It's nice to see you here, Marco. I don't think it will be possible to change the default without potentially causing problems for clients not expecting that. Adding that -C option to the server seems appropriate, and unless you expect that at one point there will be no clients not providing that, you will face the issue that if the default changes from iso-8859-1 to utf-8, old clients will be wrong, as you can't get every client to be updated at the same time. The most similar situation would be if you had a predefined epoch at which both server and clients would change the encoding.
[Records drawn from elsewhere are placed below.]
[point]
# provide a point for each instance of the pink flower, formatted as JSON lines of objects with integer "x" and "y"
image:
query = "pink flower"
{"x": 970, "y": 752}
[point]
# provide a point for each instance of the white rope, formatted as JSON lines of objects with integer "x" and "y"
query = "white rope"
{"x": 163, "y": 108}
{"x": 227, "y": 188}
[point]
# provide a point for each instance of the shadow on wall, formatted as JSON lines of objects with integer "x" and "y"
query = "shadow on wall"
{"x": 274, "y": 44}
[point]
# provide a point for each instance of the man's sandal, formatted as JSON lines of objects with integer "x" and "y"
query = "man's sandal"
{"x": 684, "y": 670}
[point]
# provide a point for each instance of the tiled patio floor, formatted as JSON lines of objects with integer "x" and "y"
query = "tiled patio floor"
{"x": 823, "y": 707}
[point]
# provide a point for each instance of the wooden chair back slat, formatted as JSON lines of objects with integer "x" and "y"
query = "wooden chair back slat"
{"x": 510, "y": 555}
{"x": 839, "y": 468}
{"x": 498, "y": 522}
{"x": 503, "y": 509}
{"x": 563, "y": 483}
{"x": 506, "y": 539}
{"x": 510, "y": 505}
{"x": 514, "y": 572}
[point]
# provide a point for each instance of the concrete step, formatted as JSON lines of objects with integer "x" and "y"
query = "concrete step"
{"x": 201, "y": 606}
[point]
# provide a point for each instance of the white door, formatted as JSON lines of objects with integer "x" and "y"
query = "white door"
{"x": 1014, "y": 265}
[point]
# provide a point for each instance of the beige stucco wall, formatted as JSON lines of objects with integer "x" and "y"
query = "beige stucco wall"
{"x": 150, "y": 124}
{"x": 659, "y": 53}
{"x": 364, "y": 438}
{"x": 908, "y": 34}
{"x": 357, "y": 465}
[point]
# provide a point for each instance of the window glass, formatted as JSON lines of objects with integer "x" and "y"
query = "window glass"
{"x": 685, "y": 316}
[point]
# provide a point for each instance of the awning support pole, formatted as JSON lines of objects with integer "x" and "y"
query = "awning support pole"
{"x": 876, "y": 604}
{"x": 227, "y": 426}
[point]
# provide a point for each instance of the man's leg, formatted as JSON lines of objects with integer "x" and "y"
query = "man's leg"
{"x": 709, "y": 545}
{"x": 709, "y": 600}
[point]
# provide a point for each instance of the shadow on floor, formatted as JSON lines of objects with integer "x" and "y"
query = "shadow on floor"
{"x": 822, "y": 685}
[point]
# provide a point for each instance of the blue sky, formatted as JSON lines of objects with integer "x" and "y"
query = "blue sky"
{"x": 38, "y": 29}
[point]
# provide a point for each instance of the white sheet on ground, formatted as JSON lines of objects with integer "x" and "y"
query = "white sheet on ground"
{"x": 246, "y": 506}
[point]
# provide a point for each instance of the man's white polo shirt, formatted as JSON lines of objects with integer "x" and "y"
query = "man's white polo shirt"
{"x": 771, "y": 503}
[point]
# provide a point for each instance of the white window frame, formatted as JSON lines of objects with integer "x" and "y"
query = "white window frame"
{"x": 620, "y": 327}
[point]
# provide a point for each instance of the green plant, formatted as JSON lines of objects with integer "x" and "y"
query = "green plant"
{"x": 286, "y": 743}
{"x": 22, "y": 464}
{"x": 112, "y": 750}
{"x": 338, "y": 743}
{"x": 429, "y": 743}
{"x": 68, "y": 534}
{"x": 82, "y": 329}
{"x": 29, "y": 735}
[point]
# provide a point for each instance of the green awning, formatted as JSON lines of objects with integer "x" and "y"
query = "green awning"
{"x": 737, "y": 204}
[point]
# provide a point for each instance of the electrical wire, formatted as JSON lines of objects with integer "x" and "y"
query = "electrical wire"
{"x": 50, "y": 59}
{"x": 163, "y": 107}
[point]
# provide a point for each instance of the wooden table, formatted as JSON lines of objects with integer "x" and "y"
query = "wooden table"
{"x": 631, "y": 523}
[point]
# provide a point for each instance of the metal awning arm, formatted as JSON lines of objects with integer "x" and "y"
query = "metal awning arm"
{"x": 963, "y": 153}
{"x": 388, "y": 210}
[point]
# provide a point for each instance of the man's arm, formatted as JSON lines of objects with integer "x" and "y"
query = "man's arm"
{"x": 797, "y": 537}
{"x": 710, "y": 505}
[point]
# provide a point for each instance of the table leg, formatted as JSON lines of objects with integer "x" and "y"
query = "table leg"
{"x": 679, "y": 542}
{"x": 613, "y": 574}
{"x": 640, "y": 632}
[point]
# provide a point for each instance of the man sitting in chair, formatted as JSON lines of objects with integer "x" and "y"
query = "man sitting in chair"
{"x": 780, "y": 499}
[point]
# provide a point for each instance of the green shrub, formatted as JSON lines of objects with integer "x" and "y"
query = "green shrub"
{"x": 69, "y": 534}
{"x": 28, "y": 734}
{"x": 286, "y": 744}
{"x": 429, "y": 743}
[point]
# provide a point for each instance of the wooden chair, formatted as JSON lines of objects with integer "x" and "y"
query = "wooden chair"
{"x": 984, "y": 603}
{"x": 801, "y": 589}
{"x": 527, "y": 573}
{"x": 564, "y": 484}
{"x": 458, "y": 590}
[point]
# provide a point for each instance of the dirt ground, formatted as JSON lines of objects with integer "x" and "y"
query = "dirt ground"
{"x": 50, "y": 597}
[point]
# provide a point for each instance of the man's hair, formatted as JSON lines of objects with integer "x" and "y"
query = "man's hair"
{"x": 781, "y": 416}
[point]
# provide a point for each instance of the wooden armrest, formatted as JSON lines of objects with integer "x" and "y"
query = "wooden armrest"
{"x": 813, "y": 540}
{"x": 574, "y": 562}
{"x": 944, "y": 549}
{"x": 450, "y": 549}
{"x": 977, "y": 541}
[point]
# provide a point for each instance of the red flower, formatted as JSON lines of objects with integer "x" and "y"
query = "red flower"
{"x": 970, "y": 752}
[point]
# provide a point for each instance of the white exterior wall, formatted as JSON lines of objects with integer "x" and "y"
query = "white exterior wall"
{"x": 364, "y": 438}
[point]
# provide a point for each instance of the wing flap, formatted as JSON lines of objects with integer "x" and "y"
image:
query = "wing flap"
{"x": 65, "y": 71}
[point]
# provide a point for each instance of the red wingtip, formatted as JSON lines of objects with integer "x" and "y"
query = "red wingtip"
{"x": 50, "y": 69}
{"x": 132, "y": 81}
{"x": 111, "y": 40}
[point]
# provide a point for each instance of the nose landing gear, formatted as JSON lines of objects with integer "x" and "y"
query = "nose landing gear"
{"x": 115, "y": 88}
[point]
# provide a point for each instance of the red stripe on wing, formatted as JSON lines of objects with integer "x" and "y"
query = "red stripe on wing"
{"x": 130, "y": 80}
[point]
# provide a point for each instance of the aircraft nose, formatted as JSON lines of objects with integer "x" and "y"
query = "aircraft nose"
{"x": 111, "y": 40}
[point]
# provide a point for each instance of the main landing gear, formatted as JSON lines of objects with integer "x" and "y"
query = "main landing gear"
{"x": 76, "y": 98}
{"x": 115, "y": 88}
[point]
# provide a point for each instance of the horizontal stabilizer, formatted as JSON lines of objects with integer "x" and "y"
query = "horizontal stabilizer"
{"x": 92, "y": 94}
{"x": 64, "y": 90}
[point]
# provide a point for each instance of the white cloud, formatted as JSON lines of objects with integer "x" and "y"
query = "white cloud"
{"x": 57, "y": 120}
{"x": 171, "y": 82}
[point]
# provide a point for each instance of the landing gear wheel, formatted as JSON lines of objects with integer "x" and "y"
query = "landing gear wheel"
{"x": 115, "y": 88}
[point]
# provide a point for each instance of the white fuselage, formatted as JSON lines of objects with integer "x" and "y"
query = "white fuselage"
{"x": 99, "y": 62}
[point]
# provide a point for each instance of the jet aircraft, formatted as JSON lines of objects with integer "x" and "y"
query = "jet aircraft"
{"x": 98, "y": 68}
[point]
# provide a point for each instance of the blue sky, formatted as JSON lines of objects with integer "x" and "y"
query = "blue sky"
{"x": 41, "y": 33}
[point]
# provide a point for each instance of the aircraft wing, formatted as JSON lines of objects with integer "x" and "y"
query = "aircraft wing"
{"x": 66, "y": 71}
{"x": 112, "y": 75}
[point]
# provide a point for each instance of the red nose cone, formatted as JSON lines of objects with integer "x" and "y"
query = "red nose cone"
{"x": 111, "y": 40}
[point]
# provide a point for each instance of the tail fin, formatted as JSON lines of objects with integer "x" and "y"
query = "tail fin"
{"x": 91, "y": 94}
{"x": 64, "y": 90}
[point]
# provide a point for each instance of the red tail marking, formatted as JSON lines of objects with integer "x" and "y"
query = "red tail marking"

But it still requires all clients to have been updated, and the date having been agreed far in advance (and not posponed later!). A situation that could help would be if the server marked the encoding so that the client could recognise the output is no longer iso-8859-1, but utf-8, such as including a BOM (although it may be preferable to include that inside a comment rather than at the beginning, I see benefits both ways), and thus old-but-not-ancient clients could autodetect the switch. Most likely, the server default will not change, though. Best regards -------- Original message -------- From: Marco d'Itri via db-wg <db-wg@ripe.net> Date: 12/18/23 00:44 (GMT+01:00) To: Piotr Strzyzewski <piotr@internetsailor.net> Cc: db-wg <db-wg@ripe.net> Subject: Re: [db-wg] Proposal to allow non-ASCII characters in "org-name:", "person:" and "role:" attributes On Dec 03, Piotr Strzyzewski via db-wg <db-wg@ripe.net> wrote:
As the UTF-8 topic was briefly discussed during DB-WG session at RIPE87 in Rome, I would like to propose moving forward with it. If that means a topic for first (?) interim meeting, let it be. Let me know please if this works for you. Thanks in advance. In Rome I talked a bit with Edward about this. Background: I am the author of the whois client used by all Linux distributions.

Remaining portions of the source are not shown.